Martin Luther King Jr.

Civil rights leader (1929-1968)

It's hard to overstate the impact Martin Luther King Jr. had on the course of American history. Born in 1929 in Atlanta, Georgia, King was raised in an educated and loving family with deep roots in the church. But growing up in the deeply segregated American South also shaped his...

It’s hard to overstate the impact Martin Luther King Jr. had on the course of American history. Born in 1929 in Atlanta, Georgia, King was raised in an educated and loving family with deep roots in the church. But growing up in the deeply segregated American South also shaped his worldview profoundly. King graduated from Morehouse College at age 19; while there, he became inspired by Mahatma Gandhi’s nonviolent activism. After earning his doctorate in theology, he moved to Montgomery, Alabama, where he became not only a Baptist pastor in his family’s tradition, but also a burgeoning civil rights leader after his involvement in the 1955 Montgomery bus protest sparked by Rosa Parks’ arrest.

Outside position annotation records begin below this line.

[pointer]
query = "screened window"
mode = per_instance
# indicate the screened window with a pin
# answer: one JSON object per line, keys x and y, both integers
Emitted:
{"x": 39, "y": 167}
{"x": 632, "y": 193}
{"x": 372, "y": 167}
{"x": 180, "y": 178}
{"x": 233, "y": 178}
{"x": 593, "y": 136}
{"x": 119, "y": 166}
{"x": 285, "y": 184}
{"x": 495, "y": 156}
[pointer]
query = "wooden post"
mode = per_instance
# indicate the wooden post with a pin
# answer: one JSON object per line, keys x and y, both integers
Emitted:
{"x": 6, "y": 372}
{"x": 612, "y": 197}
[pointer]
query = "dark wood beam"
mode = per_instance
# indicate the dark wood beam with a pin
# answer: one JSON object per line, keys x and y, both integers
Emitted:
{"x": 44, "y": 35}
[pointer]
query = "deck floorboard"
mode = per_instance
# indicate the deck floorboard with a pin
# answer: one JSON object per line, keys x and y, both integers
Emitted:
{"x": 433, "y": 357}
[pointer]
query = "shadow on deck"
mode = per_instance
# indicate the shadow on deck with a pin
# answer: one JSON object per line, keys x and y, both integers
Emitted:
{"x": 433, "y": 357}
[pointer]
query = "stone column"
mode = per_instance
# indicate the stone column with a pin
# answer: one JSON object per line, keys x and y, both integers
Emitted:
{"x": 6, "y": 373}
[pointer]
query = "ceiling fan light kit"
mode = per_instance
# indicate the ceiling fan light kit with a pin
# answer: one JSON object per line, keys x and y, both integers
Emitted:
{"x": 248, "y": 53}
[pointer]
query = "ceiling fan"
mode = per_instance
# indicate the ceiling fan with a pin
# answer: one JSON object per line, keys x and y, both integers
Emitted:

King’s most memorable moment occurred at the 1963 March on Washington for Jobs and Freedom, where he delivered his legendary “I Have a Dream” speech. The iconic rallying cry called for a country where people are not judged for the color of their skin. It solidified King as the face of the Civil Rights Movement. He advocated for voting rights, desegregation, workers’ rights, and more. His large-scale demonstrations of nonviolent resistance became the cornerstone of his activism and have reverberated for generations.

Though he is revered now, King was a divisive figure in his life. In 1963, he was both named Time magazine’s Person of the Year and arrested and jailed for a demonstration in Birmingham, Alabama. King’s time behind bars resulted in what is considered one of his most important written works, “Letter From Birmingham Jail,” in which he defends his philosophy of civil disobedience. In 1964, King was awarded the Nobel Peace Prize. President Lyndon B. Johnson also signed the Civil Rights Act that year, and the following year, the Voting Rights Act of 1965 came into law. King’s life was cut tragically short when he was assassinated on April 4, 1968, in Memphis, Tennessee.